Votre première venue au Festival de Cannes remonte à 1980. Avez-vous observé une évolution du Festival ? Et du cinéma ?
C. T. : Sur le fond, pour ce qui est des sélections (Compétition officielle, Un Certain Regard, Quinzaine des réalisateurs, Semaine de la Critique), tout était déjà là. Pour la compétition officielle, le virage essentiel et déterminant apporté par Gilles Jacob, alors Délégué général, avait porté ses fruits, en éloignant les brumes d’un académisme international. Il y avait cette année là en compétition Samuel Fuller (The Big Red One), Akira Kurosawa (Kagemusha) et Federico Fellini (La Cité des femmes). Côté français, Alain Resnais (Mon oncle d’Amérique), Maurice Pialat (Loulou) et Jean-Luc Godard (Sauve qui peut la vie). Difficile de faire mieux. De toutes les sections, c’est peut-être Un Certain Regard qui a le plus évolué. En revanche, c’est en volume et en quantité que le festival a changé. Volume de films (séances spéciales et hors compétition à l’officielle), hausse de la capacité d’accueil (le nouveau palais), création du village international, développement du marché du film, nombre d’accrédités, etc.

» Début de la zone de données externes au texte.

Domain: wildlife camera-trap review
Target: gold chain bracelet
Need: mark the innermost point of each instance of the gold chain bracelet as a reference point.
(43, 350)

Pour le cinéma, le changement est plus profond, avec en priorité la découverte des nouveaux cinémas d’Asie (Chine, Taiwan, Philippines, Corée, Thaïlande, Singapour, Malaisie, Indonésie, Vietnam, Cambodge). Désormais un pays à peine connu sur la carte du cinéma mondial peut arriver avec un film fort, et même emporter une palme d’or (la Thaïlande). Auparavant, il y avait dans les mentalités une hiérarchie de fait, quelque peu condescendante (l’Europe, les Etats-Unis et le reste du monde, sauf pour le Japon) et maintenant, grâce au travail de prospection qui a élargi les horizons, tout a été remis à plat, et c’est une bonne chose pour le cinéma.